4. Results and Discussions

This section presents the results of the experiments conducted following the research methodology described earlier. Eight different models were created to predict software defects. Table 3 summarizes the performance of the eight models used in the study. Accuracy, macro F1, weighted F1, and binary F1 scores were measured for each model. Next, the results of each metric are discussed across all models.
Figure 3 shows the accuracy of the models used in the study to predict buggy classes. Although the results are in a narrow range between 0.82 and 0.87, the deep learning model (LSTM) achieved the best accuracy among all models, with an accuracy score of 0.87. The ANN, XGBoost, and autoencoder models follow the LSTM model, with accuracy scores of 0.85, 0.849, and 0.846, respectively. The performance difference between these three classifiers is very slight but present. It is worth noting that even the lowest performance (logistic regression, at 0.82) is still close to that of the other models. When considering a binary classification, the performance of all classifiers is expected to be similar if the dataset is balanced. However, if the dataset has a majority class, the classifier may predict it generally. Accuracy is a simple evaluation metric for binary classification, which fits if the dataset is balanced. Therefore, we tried to use other metrics besides accuracy to compare classifiers’ performance, as presented next.
Figure 4 presents the macro F1 scores for the machine learning classifiers. The macro F1 metric is a very useful evaluation tool if the dataset is unbalanced.
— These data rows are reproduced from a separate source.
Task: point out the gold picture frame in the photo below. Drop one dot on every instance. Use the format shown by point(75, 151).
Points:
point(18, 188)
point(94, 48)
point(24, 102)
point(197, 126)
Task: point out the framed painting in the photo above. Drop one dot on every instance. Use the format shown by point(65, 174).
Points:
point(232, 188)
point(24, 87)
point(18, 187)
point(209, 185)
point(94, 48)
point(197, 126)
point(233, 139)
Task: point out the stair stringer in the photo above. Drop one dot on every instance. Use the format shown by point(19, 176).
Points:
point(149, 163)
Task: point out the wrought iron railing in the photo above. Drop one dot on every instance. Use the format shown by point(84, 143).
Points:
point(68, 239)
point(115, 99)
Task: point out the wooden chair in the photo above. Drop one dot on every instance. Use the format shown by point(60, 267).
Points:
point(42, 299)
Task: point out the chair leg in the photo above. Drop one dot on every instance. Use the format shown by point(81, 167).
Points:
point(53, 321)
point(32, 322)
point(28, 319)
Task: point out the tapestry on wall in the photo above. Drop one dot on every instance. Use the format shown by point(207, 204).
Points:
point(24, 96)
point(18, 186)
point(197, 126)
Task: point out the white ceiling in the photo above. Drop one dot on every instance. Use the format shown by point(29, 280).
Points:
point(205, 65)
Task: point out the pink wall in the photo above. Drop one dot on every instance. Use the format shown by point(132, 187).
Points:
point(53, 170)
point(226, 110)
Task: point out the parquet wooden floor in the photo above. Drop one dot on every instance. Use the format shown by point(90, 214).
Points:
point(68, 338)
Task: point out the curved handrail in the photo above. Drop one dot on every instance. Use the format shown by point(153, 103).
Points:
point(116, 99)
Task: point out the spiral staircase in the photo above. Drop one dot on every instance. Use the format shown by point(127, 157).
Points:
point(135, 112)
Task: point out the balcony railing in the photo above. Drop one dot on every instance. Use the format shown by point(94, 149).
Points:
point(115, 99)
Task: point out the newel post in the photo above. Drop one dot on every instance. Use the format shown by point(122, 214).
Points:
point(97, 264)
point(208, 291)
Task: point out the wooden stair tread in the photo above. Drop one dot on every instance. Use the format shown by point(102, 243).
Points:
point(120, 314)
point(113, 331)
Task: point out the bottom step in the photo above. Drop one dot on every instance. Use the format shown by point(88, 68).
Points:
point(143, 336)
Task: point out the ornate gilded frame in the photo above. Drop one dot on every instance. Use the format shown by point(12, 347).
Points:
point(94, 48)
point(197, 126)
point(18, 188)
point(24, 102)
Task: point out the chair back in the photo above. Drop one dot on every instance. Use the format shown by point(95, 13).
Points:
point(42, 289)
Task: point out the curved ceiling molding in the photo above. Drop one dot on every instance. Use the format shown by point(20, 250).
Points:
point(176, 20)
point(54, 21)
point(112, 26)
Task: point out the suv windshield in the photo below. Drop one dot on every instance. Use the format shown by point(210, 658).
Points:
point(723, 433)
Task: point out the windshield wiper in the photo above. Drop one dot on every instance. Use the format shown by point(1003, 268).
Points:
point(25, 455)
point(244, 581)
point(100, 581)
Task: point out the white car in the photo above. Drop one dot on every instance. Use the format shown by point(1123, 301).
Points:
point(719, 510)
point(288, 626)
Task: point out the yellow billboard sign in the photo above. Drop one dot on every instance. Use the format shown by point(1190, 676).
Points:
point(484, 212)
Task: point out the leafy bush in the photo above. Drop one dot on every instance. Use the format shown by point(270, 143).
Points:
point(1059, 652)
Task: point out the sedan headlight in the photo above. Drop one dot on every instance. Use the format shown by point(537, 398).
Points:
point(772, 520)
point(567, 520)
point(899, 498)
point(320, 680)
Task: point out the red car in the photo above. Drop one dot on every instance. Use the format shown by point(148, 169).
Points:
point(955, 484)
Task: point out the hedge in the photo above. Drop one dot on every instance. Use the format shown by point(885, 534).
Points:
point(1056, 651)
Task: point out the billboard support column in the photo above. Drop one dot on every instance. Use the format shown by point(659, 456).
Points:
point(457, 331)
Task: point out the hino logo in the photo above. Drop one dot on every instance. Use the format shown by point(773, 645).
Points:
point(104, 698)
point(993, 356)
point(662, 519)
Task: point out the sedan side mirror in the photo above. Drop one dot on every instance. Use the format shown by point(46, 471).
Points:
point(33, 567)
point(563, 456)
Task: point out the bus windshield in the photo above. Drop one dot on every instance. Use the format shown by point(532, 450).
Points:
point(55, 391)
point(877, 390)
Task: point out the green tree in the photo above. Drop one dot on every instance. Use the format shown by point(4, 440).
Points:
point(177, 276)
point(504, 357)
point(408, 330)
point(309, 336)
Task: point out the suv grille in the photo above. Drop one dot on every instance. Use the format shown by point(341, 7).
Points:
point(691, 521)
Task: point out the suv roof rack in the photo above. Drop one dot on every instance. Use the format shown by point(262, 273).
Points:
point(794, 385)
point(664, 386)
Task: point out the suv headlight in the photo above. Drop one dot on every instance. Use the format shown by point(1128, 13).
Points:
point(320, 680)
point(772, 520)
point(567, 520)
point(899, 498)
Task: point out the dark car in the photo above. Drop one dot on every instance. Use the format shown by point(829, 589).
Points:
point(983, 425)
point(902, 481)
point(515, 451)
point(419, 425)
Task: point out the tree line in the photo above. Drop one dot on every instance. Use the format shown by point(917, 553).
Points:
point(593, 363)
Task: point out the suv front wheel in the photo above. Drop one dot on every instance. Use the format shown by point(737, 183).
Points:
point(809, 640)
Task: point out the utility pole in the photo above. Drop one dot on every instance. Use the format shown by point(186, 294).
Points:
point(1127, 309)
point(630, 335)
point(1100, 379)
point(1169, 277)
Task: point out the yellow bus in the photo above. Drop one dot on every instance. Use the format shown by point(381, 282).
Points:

As discussed earlier in Figure 3, if there are slight performance differences in the accuracy of the classifiers due to imbalanced classes, the macro F1 metric is an appropriate metric that handles all dataset classes equally, regardless of balance.
Again, the LSTM classifier attained the best macro F1 score of 0.76. The next best-performing classifier was XGBoost, with a macro F1 score of 0.69. The random forest, ANN, and autoencoder models were next, with scores of 0.686, 0.675, and 0.670, respectively. Again, the lowest performance was achieved by logistic regression, with a score of 0.59. The best and worst performance scores were achieved by the same classifiers for accuracy and macro F1 score. This supports the results discussed earlier in Figure 3.
The weighted F1 scores are presented in Figure 5. This metric considers the distribution among classes in the dataset. The LSTM classifier remains the best, with a score of 0.865, followed by the XGBoost classifier, with a score of 0.831. The ANN, random forest, and autoencoder classifiers come next, with small differences between their scores of 0.826, 0.825, and 0.822, respectively. The logistic regression classifier remains at the bottom of the list, with a score of 0.787.
The results of the metrics used in this study are consistent so far, with the LSTM still being the best and the logistic regression the worst-performing model among all classifiers compared in this study.
The binary F1, as shown in Figure 6, is the last metric used for classifier performance evaluation. It is worth noting that the LSTM is still the best classifier, with a score of 0.608, and logistic regression remains at the bottom among all classifiers, with a score of 0.279. The rest of the classifiers were in the middle, with score ranges between 0.474 and 0.314.
The binary F1 score combines the precision and recall metrics. While the accuracy metric might be affected by unbalanced data, the F1 score can control this effect by combining the precision and recall metrics. Despite the current study using four different evaluation metrics (accuracy and macro, micro, and binary F1 scores), the results are consistent, and the LSTM classifier achieved the best performance using these four metrics.
In addition to the results of the main four performance metrics discussed above, the average confusion matrix, precision, and recall obtained from the ten-fold cross-validation for each of the eight models are presented in Figure 7, Figure 8 and Figure 9, respectively. The confusion matrices offer valuable insight into the distribution of true positives and false negatives, revealing that the LSTM model consistently minimized misclassifications of bug-prone classes compared to other models. SVM and ANN achieved the best precision results, with a score of 0.71, while LSTM followed closely, at 0.70. For recall, LSTM significantly outperformed all other classifiers, with a score of 0.55, which is 18 points ahead of the next-best models, namely random forest and XGBoost. These findings demonstrate LSTM’s superior ability to capture bug-prone classes compared to the considered models, particularly in terms of recall, which emphasizes its strength in identifying bug-prone instances, even in imbalanced datasets.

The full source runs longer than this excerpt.